The Clintons ain't perfect. But the GOP and their wolfhounds are pygmies in comparison. They know it too. Which is why throwing monkey poo is their strategy if choice.

Peggysue

Joseph Cannon said...

Peggysue, I am no longer surprised by the world's willingness to ignore all other concerns and focus on the wee-wees.

Stephen Morgan said...

I only wish there was a focus on wee-wees. Actually, to me that means urine but I assume to you people it means genitals. It would be nice if the fripperies of personality and other such nonsense could be ignored in favour of policy defects, amongst which defects support for painfully mutilating children would be primus inter pares.

Ivory Bill Woodpecker said...

I don't have any bad memories of circumcision; I guess I was too young for it to register. I did not know the medical variety lacked anesthesia.

In that case, Morgan is correct; they should quit doing that.

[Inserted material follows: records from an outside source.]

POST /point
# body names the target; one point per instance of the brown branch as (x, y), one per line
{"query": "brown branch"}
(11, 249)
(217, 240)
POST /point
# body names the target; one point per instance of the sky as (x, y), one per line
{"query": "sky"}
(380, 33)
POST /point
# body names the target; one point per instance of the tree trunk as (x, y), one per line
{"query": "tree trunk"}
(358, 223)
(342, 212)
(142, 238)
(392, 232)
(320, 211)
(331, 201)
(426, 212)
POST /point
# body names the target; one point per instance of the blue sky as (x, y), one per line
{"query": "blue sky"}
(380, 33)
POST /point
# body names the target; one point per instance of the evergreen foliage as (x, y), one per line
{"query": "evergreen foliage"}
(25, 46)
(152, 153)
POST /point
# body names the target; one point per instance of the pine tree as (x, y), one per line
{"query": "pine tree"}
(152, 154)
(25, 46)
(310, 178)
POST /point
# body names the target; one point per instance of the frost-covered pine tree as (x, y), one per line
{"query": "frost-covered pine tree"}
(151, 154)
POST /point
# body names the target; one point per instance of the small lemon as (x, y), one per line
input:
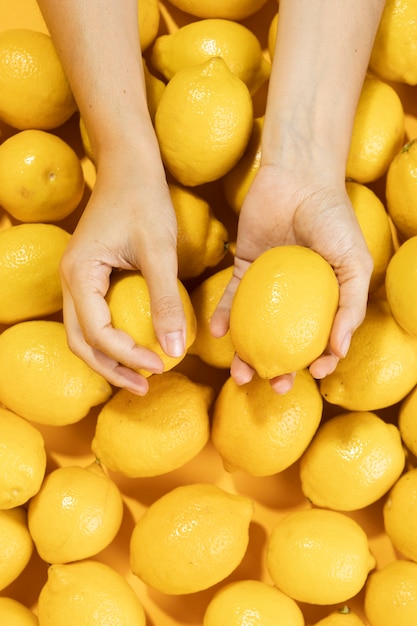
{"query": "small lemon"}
(394, 52)
(357, 450)
(29, 271)
(202, 239)
(401, 282)
(260, 431)
(283, 310)
(129, 304)
(41, 177)
(215, 351)
(191, 538)
(380, 368)
(391, 595)
(375, 226)
(42, 380)
(401, 190)
(378, 131)
(319, 556)
(16, 545)
(203, 122)
(150, 435)
(248, 602)
(22, 460)
(88, 593)
(34, 91)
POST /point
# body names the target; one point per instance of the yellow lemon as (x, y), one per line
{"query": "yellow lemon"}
(357, 450)
(86, 593)
(191, 538)
(248, 602)
(29, 271)
(203, 122)
(215, 351)
(16, 545)
(22, 460)
(374, 223)
(401, 282)
(391, 595)
(319, 556)
(42, 380)
(260, 431)
(128, 300)
(401, 190)
(378, 131)
(400, 515)
(202, 239)
(34, 91)
(76, 513)
(14, 613)
(41, 178)
(283, 310)
(199, 41)
(380, 368)
(394, 53)
(154, 434)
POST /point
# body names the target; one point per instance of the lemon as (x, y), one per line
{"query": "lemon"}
(357, 450)
(391, 595)
(401, 190)
(29, 271)
(88, 593)
(202, 239)
(42, 380)
(191, 538)
(375, 226)
(380, 368)
(22, 460)
(215, 351)
(34, 91)
(394, 52)
(129, 304)
(199, 41)
(203, 122)
(16, 545)
(41, 178)
(248, 602)
(14, 613)
(319, 556)
(262, 432)
(378, 131)
(283, 310)
(154, 434)
(400, 515)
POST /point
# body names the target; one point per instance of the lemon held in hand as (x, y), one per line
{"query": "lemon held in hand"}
(283, 310)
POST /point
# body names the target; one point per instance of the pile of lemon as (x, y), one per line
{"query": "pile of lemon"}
(205, 502)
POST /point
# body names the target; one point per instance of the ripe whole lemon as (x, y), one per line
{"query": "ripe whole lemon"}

Hey--I just agreed with SM.

*jump cut to Hell*

"What do you mean, IT'S SNOWING?!?!" ^_^

Stephen Morgan said...

Even if the procedure were performed under general anaesthesia there would still be pain after the patient awoke, not the mention the occasional negative outcomes such as amputation, scarring, rabbi-transmitted herpes and the like. And, of course, the inherent dangers in any use of anaesthetic.

Of course you're unlikely to consciously remember something that happens a week after birth, but that doesn't rule out long-term psychological damage and doesn't excuse any other crime committed against a baby.